Wilhelm Hauffs Märchen vom Kalten Herz als russisches Rock-Album? Die ukrainische Gruppe Dan Darasch nutzt das Stück zu einer Abrechnung mit ihrer Gegenwart.
Das ist kein Album über die guten Seiten der Gesellschaft. Das ist der erste Satz, den die aus Trylisy, Ukraine, stammende Band Dan Darasch zu ihrem 2009 bei Jamendo veröffentlichten Album Cold Heart schreibt. Lügende Politiker, blödsinniges Kino, alkoholisierte Jugendliche oder Menschen, die an nichts anderes mehr denken (können) als den Job und sich über den nächsten Tag zu schleppen. Und natürlich das Geld. Klassischer Rockstoff eigentlich – wenn man denn an die gesellschaftliche Relevanz von Pop und Rock glauben mag. Punk wäre die richtige Begleitung dafür. Oder auch Metal.

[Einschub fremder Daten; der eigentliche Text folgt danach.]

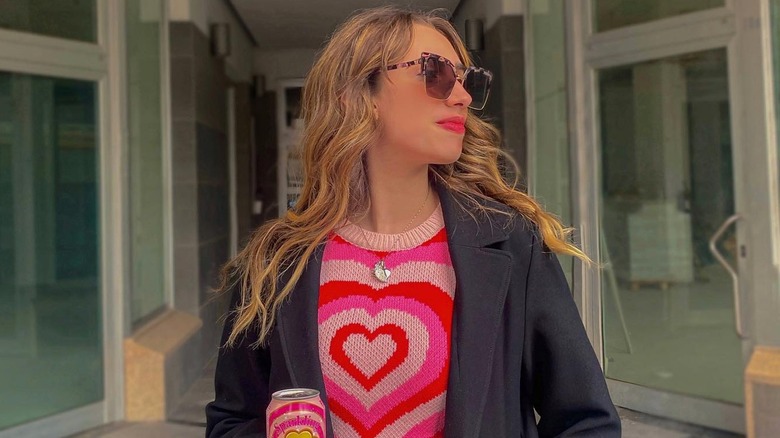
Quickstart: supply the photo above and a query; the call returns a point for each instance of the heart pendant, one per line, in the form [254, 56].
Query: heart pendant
[380, 272]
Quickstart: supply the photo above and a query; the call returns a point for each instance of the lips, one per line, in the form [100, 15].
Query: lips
[453, 124]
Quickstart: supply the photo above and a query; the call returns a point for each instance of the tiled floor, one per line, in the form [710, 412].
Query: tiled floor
[188, 421]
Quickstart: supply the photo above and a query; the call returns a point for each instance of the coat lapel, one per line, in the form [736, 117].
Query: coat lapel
[298, 331]
[482, 275]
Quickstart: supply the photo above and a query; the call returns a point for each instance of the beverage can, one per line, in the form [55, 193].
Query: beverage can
[295, 413]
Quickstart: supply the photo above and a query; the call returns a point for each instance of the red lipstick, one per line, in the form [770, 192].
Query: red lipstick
[454, 124]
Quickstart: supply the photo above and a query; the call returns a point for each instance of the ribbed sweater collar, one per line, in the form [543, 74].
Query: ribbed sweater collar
[393, 242]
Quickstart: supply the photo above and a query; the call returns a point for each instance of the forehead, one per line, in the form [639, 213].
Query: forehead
[428, 39]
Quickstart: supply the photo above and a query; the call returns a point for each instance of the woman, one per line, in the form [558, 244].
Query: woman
[411, 285]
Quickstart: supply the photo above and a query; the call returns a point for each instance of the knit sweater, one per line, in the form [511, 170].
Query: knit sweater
[384, 347]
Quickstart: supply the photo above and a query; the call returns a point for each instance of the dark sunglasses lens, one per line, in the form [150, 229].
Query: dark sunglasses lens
[477, 84]
[439, 78]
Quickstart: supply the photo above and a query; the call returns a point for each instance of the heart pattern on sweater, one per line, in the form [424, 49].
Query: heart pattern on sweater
[405, 375]
[369, 356]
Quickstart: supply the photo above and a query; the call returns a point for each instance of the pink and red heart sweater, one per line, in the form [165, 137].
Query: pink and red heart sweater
[384, 347]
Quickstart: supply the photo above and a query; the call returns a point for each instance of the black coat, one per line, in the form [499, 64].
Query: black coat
[518, 344]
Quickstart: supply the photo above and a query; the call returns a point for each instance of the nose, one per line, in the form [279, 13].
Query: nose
[459, 95]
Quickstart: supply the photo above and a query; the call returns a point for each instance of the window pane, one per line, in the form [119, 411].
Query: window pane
[72, 19]
[51, 356]
[549, 173]
[611, 14]
[144, 118]
[667, 185]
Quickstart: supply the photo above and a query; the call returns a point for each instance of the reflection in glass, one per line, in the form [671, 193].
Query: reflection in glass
[144, 117]
[612, 14]
[667, 186]
[51, 357]
[72, 19]
[549, 173]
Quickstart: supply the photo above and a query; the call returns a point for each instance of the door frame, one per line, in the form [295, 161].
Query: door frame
[745, 33]
[103, 64]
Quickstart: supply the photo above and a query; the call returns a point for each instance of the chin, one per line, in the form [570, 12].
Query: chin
[445, 159]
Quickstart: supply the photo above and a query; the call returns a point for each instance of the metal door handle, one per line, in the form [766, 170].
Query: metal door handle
[731, 271]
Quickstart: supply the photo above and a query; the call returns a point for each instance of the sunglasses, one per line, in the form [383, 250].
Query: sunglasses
[440, 75]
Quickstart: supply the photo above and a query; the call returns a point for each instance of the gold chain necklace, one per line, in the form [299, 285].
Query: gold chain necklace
[380, 270]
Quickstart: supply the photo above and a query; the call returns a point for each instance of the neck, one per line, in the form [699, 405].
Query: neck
[400, 199]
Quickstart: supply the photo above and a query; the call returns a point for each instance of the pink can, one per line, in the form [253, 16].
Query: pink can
[295, 413]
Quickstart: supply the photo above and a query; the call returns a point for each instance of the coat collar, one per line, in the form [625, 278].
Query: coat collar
[482, 276]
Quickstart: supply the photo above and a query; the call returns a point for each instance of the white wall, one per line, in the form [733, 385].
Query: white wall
[283, 64]
[203, 13]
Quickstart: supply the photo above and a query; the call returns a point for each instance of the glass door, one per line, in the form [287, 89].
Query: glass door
[667, 187]
[51, 330]
[62, 207]
[670, 143]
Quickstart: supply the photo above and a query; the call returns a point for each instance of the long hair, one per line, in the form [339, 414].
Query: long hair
[339, 128]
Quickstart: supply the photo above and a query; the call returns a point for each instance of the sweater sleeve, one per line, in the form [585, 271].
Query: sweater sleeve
[241, 384]
[569, 390]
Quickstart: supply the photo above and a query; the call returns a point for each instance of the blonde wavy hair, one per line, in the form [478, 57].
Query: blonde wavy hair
[339, 128]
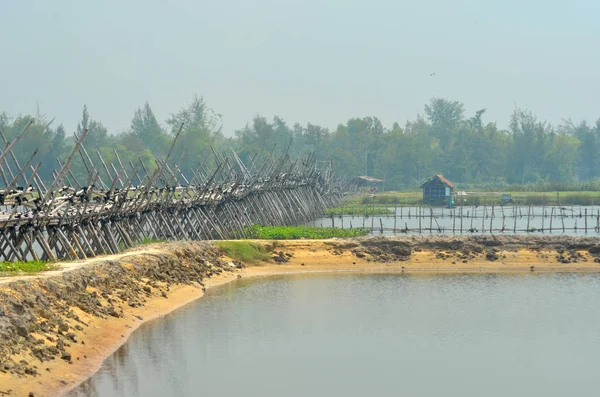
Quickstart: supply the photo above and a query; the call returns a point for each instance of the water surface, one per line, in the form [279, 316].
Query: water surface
[369, 335]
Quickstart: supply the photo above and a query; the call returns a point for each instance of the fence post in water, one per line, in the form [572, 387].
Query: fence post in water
[543, 218]
[395, 210]
[483, 218]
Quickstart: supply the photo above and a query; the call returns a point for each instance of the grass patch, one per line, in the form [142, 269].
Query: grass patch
[27, 267]
[243, 251]
[299, 232]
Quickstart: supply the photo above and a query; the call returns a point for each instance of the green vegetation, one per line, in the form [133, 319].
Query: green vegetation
[27, 267]
[243, 251]
[388, 200]
[298, 232]
[149, 240]
[358, 210]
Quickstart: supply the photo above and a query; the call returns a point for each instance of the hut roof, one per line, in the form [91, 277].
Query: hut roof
[441, 178]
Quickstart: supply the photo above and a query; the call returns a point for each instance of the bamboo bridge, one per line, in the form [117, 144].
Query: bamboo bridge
[120, 205]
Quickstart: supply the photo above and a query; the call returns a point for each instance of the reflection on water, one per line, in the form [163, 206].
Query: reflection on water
[357, 335]
[570, 220]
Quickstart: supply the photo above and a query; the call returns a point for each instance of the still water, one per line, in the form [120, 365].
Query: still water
[369, 335]
[571, 221]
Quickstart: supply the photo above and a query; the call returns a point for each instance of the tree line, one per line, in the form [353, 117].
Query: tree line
[465, 148]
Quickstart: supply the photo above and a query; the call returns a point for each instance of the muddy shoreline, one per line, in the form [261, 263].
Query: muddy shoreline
[57, 328]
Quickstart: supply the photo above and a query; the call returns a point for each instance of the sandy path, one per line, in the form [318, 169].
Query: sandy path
[104, 336]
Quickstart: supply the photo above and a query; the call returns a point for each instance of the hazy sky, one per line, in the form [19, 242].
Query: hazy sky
[322, 61]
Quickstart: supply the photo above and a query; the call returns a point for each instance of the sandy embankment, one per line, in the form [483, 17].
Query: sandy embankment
[64, 324]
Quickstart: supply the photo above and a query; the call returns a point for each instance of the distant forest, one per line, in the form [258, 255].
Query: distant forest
[465, 148]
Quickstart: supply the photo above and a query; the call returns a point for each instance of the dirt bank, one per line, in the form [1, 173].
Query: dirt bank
[57, 328]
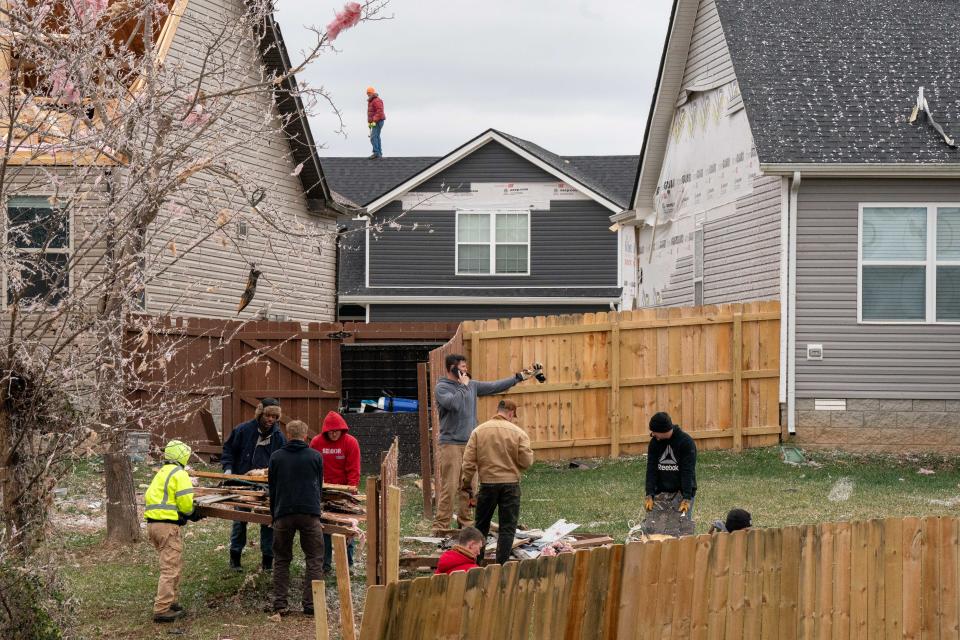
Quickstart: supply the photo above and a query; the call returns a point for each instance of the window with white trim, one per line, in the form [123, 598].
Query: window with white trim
[493, 243]
[909, 263]
[39, 233]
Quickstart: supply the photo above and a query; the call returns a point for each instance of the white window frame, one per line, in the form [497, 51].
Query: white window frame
[68, 250]
[492, 241]
[930, 264]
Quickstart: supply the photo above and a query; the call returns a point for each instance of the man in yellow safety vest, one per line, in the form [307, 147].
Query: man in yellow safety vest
[168, 505]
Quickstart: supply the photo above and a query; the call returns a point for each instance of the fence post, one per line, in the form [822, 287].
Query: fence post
[373, 533]
[392, 552]
[614, 351]
[738, 381]
[426, 475]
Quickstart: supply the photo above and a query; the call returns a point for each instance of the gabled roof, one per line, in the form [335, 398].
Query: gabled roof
[364, 181]
[549, 162]
[828, 86]
[835, 82]
[361, 180]
[296, 124]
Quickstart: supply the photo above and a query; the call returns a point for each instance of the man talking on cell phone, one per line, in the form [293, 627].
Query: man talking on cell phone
[456, 396]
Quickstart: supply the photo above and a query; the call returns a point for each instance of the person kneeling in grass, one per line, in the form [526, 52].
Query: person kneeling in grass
[464, 555]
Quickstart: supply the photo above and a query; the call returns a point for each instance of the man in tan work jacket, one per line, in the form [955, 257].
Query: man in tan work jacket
[498, 451]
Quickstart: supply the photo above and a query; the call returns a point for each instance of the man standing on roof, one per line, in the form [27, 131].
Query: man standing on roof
[341, 465]
[375, 120]
[250, 446]
[456, 396]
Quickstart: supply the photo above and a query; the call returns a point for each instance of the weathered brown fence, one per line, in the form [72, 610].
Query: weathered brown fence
[895, 578]
[714, 369]
[244, 362]
[383, 520]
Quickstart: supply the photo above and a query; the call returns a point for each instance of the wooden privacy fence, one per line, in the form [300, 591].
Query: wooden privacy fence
[895, 578]
[243, 362]
[715, 369]
[383, 520]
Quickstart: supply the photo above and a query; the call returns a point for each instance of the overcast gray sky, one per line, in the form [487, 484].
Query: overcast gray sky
[571, 75]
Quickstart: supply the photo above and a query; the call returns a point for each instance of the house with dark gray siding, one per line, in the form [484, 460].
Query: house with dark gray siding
[791, 153]
[498, 227]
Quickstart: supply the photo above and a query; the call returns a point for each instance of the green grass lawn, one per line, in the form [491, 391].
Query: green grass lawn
[113, 588]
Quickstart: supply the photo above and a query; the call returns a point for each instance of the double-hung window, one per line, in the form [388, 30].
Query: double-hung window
[493, 243]
[909, 263]
[38, 233]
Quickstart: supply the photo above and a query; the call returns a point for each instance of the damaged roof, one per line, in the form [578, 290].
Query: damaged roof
[835, 82]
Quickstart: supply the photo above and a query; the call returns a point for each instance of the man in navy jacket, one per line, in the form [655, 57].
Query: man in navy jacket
[250, 446]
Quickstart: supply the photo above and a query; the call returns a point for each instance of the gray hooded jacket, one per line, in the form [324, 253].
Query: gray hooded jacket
[457, 406]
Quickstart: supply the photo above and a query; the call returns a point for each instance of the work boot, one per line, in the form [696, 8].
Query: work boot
[166, 616]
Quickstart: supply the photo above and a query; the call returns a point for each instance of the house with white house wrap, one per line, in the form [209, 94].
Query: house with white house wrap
[804, 151]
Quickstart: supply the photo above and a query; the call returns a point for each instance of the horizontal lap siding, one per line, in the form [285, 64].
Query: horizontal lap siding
[461, 312]
[571, 246]
[708, 62]
[299, 273]
[862, 361]
[741, 253]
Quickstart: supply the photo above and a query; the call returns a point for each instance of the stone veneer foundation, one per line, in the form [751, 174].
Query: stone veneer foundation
[887, 426]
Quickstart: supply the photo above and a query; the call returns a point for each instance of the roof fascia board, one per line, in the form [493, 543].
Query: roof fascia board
[473, 300]
[864, 170]
[673, 61]
[465, 150]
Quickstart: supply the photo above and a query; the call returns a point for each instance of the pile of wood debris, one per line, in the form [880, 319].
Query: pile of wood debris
[245, 498]
[527, 544]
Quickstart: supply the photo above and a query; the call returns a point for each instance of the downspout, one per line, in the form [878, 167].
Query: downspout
[792, 311]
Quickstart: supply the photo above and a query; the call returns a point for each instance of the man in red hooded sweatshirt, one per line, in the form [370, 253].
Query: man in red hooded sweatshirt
[341, 465]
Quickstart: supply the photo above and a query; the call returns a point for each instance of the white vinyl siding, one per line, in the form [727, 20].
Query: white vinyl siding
[493, 243]
[909, 263]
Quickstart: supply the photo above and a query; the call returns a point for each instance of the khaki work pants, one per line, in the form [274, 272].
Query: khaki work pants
[448, 493]
[167, 541]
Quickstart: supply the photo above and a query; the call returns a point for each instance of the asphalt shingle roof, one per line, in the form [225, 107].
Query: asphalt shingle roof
[362, 181]
[834, 82]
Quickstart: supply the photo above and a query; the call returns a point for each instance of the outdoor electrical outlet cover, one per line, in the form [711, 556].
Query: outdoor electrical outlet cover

Doch die Band macht nicht das Offensichtliche. Nein, sie schreiben ein Konzeptalbum, bei denen die Titel nahtlos ineinander übergehen. Und sie passen die geschilderten Probleme ein in eine Geschichte, die sich an dem gruseligen Märchen vom Kalten Herz des deutschen Schriftstellers Wilhelm Hauff orientiert. Und das konnte man nun überhaupt eigentlich nicht erwarten.
Musikalisch spielt sich das ganze im Mainstream ab: keine übermäßige Härte, gepflegte Gitarren, sphärische Keyboards, schwermütige Chorgesänge. Sehr eingängig das ganze. Und irgendwie hypnotisch. Für das sonstige Werk der Band eigentlich nicht unbedingt typisch. Denn die im Cyberspace gegründete Gruppe steht sonst eher für die Elektro-Pop-Schiene, bringt die Schwermütigkeit der besseren 80er-Jahre mit der russischen Seele zusammen und macht daraus Tanzmusik für die dunkleren Abende des Lebens.